Le début des années 90 furent synonymes de légèreté pour Nicolas Cage, l'acteur américain enchaînant les petits films oubliables allant de la comédie sans panache au film noir quasi-télévisuel (tout le monde a oublié Deadfall et c'est tant mieux). Il faudra attendre 1995 et la sortie de Leaving Las Vegas pour assister non seulement à une véritable renaissance de l'acteur mais également à une tournure professionnelle épatante, l'ex-Sailor Ripley devenant par la suite une star du film d'action hollywoodien. En ce qui concerne Leaving Las Vegas, c'est la consécration : une critique encensante unanime, des nominations de partout et surtout un Oscar décerné par Jessica Lange...
Et pour cause : la prestation de Cage est bluffante, au même titre que celle de sa partenaire Elisabeth Shue. Il incarne Ben Sanderson, un scénariste alcoolique qui, après s'être fait virer, décide de se suicider à l'alcool sous les lumières de Las Vegas. Là, il y rencontre Sera, une pute paumée qui va se prendre d'affection pour lui. C'est le début d'une incroyable histoire d'amour entre deux êtres déchus sombrant dans l'enfer le plus lumineux de la Terre. Mike Figgis (Les Leçons de la vie) filme une relation sincère, touchante, quasi-documentaire par moments, délaissant les caméras habituelles pour une super 16mm granuleuse afin de nous plonger au cœur-même de l'aventure. Déstabilisant, parfois violent mais aussi émouvant et même drôle, le long-métrage s'avère incroyablement poignant, le réalisme dans lequel il baigne nous déchirant autant que les protagonistes.
Nicolas Cage est renversant dans la peau de cet être auto-destructeur constamment soul, charmeur à deux balles aux proses à la fois vulgaire et poétiques mais nanti d'un bon fond indélébile, tandis qu'Elisabeth Shue, filmée tel un ange salvateur prête à tout abandonner pour sauver comme elle peut cet homme aussi perdu qu'elle, nous fait rapidement oublier ses précédentes prestations comiques.
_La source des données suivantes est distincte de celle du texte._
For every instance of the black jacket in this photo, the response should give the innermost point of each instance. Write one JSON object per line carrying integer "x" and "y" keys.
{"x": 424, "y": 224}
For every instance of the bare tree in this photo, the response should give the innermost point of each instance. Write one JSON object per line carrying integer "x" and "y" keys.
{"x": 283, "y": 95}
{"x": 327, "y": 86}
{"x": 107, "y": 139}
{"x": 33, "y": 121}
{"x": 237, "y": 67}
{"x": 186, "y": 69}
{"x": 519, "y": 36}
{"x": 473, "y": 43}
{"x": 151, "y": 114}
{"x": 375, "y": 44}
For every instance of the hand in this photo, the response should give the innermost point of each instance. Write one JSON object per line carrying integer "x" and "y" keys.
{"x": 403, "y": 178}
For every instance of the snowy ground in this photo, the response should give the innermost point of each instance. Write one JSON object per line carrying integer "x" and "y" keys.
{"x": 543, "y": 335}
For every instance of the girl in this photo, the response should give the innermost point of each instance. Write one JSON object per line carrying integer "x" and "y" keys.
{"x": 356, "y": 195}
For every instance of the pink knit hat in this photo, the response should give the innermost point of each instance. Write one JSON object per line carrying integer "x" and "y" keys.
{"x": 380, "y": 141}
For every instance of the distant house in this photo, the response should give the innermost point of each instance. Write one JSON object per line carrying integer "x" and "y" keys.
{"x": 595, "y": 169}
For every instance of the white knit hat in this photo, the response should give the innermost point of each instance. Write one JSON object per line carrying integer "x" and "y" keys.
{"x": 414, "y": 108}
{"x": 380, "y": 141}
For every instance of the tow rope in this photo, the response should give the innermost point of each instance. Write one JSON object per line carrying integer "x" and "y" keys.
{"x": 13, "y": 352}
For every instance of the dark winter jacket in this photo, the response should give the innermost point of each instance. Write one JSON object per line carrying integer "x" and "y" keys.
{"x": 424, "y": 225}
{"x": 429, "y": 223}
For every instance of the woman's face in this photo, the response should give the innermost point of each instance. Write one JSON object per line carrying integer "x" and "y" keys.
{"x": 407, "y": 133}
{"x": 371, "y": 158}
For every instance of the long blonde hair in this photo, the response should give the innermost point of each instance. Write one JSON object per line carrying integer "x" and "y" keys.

Ainsi, film fauché empreint d'une atmosphère sombre et pesante d'un hypnotisme rare, Leaving Las Vegas fait partie de ces histoires d'amour uniques, intemporelles et hors du commun, des histoires d'amour noyées dans l'alcool, le fric et la déchéance d'où émergent à quelques recoins une grâce innommable. Un film dans tous les cas marquant, presque un chef-d'œuvre.